I am looking to purchase an Eclipse 5303R and am wondering if I pick up an Eclipse IPC-106 Ipod adapter would they be compatible. I mean, could I play music from my Ipod through the IPC-106 trough the 5303R?

I currently have an Eclipse CD8051 which is not suppose to be compatible with Ipods. But, I can play music from my Ipod through the CD8051 with the IPC-106 hooked up to it.

So, does anybody know if I can do the same thing with the Eclipse 5303R?

Thanks guys, any input would be greatly appreciated.


----------



## dsw1204 (Mar 23, 2015)

Anybody?


----------



## dsw1204 (Mar 23, 2015)

No Eclipse gurus out there that can help me out?


----------



## dsw1204 (Mar 23, 2015)

Another attempt.


----------



## mfenske (Feb 7, 2006)

Do you have the manual? As I recall there used to be a way that you could swap the three outputs to two outs and an in or two ins and an out? I don't think the iPod adapter will work I believe those were for the 7000 series.


----------



## dsw1204 (Mar 23, 2015)

No, I do not have the manual. Cannot find one, but I do not own the 5303R, as of yet. 
I want to see if the Ipod adapter will work with it before I purchase it. The IPC-106 Ipod Adapter hooks up to the deck's CD changer port. It works on my CD8051 which is only a couple of generations newer than the 5303R. So, I am hoping it will work on the 5303R.


----------



## dsw1204 (Mar 23, 2015)

How about this: Does anyone know if the 5303R will play CD-R discs?


----------



## mfenske (Feb 7, 2006)

dsw1204 said:


> How about this: Does anyone know if the 5303R will play CD-R discs?

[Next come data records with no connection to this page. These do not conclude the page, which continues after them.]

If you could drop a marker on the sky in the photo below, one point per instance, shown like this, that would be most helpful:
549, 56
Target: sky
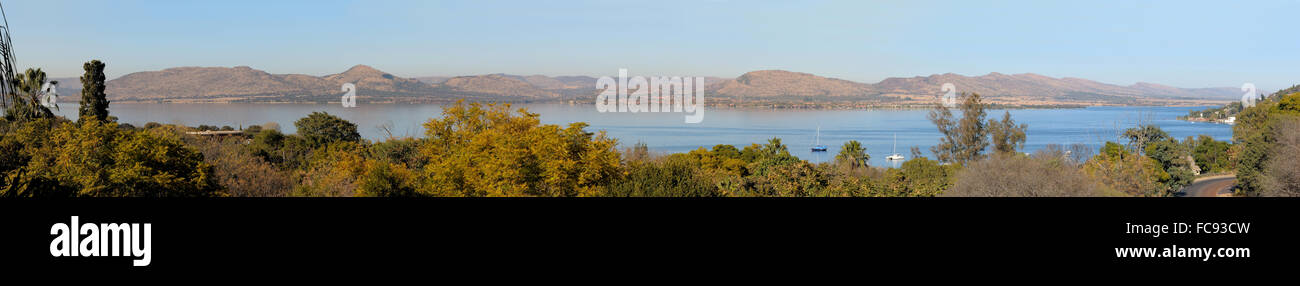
1178, 43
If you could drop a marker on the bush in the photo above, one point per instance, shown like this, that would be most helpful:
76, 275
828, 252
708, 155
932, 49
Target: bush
1043, 174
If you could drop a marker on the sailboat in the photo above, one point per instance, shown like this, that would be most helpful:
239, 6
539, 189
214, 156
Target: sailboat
896, 156
818, 146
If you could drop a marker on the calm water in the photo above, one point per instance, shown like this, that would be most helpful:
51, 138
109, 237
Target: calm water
667, 133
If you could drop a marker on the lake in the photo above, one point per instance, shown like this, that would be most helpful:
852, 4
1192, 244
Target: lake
668, 133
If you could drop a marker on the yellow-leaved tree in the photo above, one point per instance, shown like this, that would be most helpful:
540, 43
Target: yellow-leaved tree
479, 150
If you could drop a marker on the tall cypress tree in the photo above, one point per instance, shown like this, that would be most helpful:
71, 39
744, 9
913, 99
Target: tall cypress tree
94, 103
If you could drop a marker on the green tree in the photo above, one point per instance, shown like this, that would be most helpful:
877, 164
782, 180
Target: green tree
492, 151
853, 154
320, 129
1143, 134
94, 103
1171, 157
963, 139
1212, 156
1008, 137
99, 159
25, 104
1126, 173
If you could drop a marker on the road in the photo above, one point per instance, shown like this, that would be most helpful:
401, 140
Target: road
1210, 186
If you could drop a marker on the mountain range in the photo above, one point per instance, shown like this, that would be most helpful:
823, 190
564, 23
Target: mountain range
243, 83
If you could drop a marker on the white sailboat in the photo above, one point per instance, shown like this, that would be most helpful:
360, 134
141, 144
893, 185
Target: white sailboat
896, 156
818, 146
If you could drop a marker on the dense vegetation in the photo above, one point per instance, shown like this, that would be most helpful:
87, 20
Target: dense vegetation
1269, 134
490, 150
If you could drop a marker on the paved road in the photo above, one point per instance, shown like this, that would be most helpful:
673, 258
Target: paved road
1210, 186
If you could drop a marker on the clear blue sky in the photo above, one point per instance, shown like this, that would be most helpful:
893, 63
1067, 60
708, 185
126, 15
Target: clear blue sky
1178, 43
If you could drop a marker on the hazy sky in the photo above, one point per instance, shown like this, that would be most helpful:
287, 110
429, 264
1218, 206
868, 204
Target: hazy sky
1178, 43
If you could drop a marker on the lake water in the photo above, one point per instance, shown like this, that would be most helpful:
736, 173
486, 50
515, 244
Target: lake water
668, 133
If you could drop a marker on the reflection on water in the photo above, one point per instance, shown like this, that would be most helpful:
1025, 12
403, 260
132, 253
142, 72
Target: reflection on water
667, 133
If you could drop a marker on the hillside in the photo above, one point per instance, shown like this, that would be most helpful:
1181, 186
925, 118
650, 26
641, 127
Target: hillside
243, 83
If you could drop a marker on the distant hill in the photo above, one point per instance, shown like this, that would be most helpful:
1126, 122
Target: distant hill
243, 83
1004, 89
780, 83
495, 85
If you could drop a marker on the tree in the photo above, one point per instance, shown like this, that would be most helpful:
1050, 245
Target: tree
98, 159
1143, 134
94, 103
853, 154
1008, 137
492, 151
320, 129
1256, 131
1212, 156
1173, 159
918, 177
1047, 173
963, 139
1282, 172
1126, 173
25, 104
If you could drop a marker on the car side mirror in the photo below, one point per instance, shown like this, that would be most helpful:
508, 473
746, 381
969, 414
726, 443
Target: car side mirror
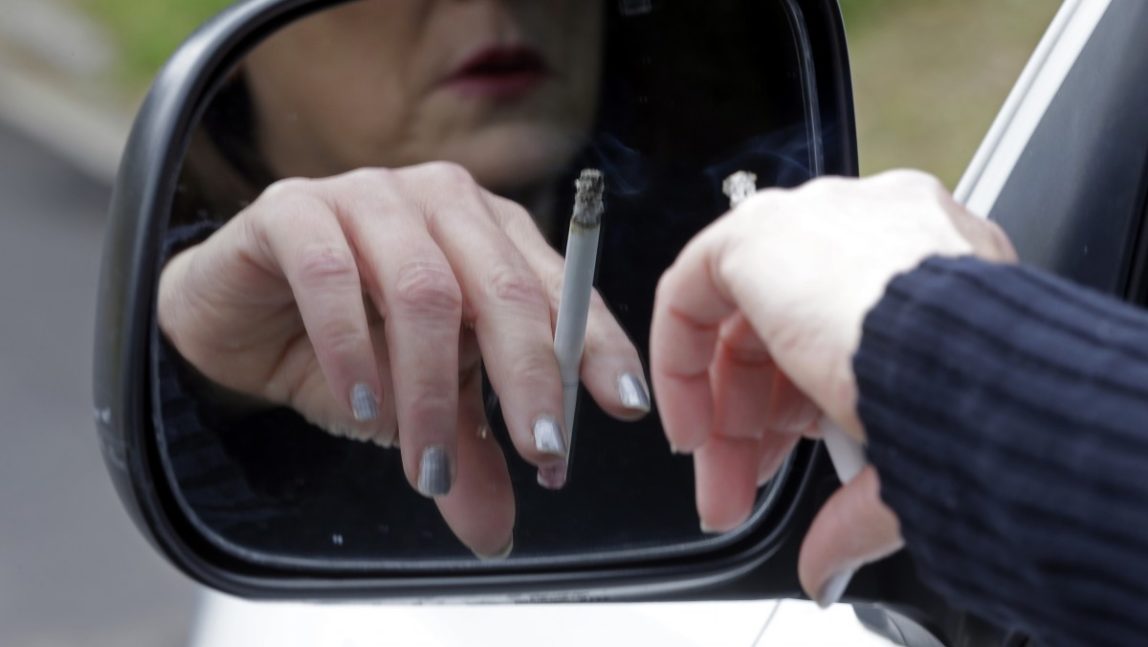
675, 98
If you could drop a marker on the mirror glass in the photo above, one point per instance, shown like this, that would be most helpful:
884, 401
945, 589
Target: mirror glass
665, 99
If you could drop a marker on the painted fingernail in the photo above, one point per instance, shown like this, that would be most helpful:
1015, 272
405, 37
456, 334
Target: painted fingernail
834, 589
548, 436
552, 476
499, 555
434, 472
364, 403
633, 392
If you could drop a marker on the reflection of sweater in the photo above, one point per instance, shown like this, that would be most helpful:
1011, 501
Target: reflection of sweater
1007, 414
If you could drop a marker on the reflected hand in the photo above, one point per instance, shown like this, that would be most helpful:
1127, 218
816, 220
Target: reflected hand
369, 302
753, 334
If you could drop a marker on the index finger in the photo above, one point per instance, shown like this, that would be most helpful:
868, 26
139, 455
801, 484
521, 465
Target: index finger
689, 309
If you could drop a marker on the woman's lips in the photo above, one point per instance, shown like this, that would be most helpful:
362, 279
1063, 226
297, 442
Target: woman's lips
499, 73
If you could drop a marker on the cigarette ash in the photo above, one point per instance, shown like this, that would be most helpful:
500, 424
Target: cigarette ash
739, 187
588, 200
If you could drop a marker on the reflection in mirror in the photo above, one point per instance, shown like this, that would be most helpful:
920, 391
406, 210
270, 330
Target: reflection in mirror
353, 368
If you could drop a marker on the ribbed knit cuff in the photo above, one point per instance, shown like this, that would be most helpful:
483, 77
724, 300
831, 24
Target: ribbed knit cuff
1007, 415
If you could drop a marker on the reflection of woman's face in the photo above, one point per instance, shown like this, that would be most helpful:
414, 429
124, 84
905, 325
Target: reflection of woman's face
504, 87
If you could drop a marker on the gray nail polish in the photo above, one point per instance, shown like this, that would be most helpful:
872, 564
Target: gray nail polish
499, 555
548, 436
552, 476
834, 589
633, 392
364, 404
434, 472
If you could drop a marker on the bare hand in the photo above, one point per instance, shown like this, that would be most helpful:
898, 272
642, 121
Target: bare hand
369, 302
754, 329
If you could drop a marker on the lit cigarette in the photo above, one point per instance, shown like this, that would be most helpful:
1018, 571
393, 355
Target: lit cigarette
578, 286
846, 453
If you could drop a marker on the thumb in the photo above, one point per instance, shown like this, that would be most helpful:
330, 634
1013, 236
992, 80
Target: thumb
852, 529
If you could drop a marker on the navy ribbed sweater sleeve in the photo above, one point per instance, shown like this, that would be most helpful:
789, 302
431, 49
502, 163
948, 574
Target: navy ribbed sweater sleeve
1007, 414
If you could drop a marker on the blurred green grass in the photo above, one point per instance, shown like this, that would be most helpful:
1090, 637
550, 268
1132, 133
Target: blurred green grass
147, 31
929, 75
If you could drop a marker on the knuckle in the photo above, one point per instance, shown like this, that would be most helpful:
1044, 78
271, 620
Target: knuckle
449, 173
288, 188
537, 368
369, 176
327, 266
514, 287
429, 289
340, 337
429, 402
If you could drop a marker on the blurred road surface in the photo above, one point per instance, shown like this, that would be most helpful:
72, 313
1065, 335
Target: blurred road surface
72, 568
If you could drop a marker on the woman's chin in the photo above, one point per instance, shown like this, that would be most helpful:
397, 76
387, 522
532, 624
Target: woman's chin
510, 158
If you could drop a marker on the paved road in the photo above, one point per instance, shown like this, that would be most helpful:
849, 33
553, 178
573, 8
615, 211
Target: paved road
72, 568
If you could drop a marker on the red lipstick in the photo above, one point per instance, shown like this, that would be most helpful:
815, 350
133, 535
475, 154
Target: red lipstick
499, 73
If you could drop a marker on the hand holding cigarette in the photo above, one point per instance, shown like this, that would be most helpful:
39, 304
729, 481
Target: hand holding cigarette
372, 302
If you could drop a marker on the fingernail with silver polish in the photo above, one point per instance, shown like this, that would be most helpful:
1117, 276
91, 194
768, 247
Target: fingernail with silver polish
633, 392
834, 589
552, 476
434, 472
364, 403
499, 555
548, 436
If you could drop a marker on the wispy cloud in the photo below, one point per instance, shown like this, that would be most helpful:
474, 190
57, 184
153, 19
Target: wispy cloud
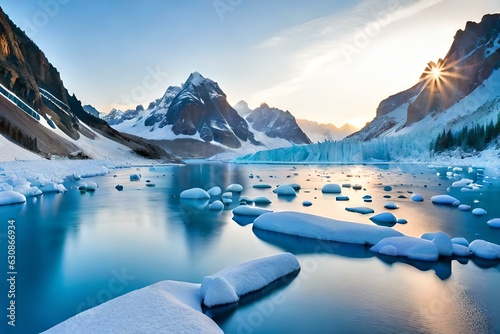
320, 40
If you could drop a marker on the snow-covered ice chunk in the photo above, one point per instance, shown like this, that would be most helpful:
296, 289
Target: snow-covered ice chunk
135, 177
261, 200
322, 228
164, 307
479, 212
53, 188
460, 241
216, 206
214, 191
360, 209
484, 249
410, 247
417, 198
331, 188
194, 193
391, 206
384, 218
245, 210
285, 190
228, 285
11, 197
495, 222
262, 186
235, 188
445, 200
464, 207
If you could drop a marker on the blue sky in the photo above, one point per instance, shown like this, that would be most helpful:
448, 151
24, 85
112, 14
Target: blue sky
324, 60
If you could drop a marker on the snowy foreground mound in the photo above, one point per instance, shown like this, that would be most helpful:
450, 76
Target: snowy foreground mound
175, 307
164, 307
322, 228
228, 285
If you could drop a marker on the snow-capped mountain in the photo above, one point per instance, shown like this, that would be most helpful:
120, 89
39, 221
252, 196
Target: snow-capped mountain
460, 89
319, 132
198, 113
41, 116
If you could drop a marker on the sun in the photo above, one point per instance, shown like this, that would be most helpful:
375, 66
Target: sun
436, 73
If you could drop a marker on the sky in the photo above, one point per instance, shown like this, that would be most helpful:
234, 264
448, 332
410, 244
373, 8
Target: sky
329, 61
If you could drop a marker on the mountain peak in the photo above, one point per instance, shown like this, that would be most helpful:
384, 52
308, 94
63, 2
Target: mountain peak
195, 78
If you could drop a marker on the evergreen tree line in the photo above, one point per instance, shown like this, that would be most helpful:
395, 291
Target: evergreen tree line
468, 138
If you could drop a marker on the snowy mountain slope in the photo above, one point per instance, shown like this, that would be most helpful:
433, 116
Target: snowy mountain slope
319, 132
198, 119
455, 86
58, 123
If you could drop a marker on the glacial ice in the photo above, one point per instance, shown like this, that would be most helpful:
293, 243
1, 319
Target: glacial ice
495, 222
245, 210
194, 193
8, 197
229, 284
331, 188
322, 228
285, 190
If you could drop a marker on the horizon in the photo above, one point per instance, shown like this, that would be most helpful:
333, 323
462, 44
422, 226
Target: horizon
314, 60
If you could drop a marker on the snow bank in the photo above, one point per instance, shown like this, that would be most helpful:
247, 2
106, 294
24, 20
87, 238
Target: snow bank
164, 307
194, 193
245, 210
322, 228
484, 249
228, 285
331, 188
445, 200
11, 197
285, 190
410, 247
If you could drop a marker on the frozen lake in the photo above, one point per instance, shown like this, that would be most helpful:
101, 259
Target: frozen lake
77, 250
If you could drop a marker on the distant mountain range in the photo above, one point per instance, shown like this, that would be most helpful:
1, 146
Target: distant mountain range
461, 89
196, 120
40, 115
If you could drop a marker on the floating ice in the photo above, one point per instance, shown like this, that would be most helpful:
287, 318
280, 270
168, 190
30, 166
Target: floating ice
216, 206
322, 228
53, 188
391, 206
135, 177
464, 207
235, 188
417, 198
479, 212
285, 190
331, 188
410, 247
228, 285
8, 197
195, 193
361, 209
214, 191
261, 200
384, 218
164, 307
445, 200
485, 249
495, 222
262, 186
245, 210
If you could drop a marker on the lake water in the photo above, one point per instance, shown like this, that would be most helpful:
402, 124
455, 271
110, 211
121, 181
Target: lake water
77, 250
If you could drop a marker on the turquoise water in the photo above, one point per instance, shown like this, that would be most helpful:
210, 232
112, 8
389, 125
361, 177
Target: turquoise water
77, 250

Yes...and no. Mine was sometimes picky with them.


----------



## dsw1204 (Mar 23, 2015)

mfenske said:


> Yes...and no. Mine was sometimes picky with them.


Thanks for that info. Almost all of my music is on CD-Rs (my old eyes need larger lettering on the discs so I can read them thus I burn all my music so I can write large words on the discs). Makes me a little concerned about picking one up. Another concern is the display during daylight. I've read quite a lot of reviews saying that the display sort of disappears when the sun shines on it, even just a little. How did yours do in the daylight?


----------



## mfenske (Feb 7, 2006)

dsw1204 said:


> Thanks for that info. Almost all of my music is on CD-Rs (my old eyes need larger lettering on the discs so I can read them thus I burn all my music so I can write large words on the discs). Makes me a little concerned about picking one up. Another concern is the display during daylight. I've read quite a lot of reviews saying that the display sort of disappears when the sun shines on it, even just a little. How did yours do in the daylight?


Generally worked pretty well as long as the discs were "finalized". I'm sure the display washed out in the sun-most do.


----------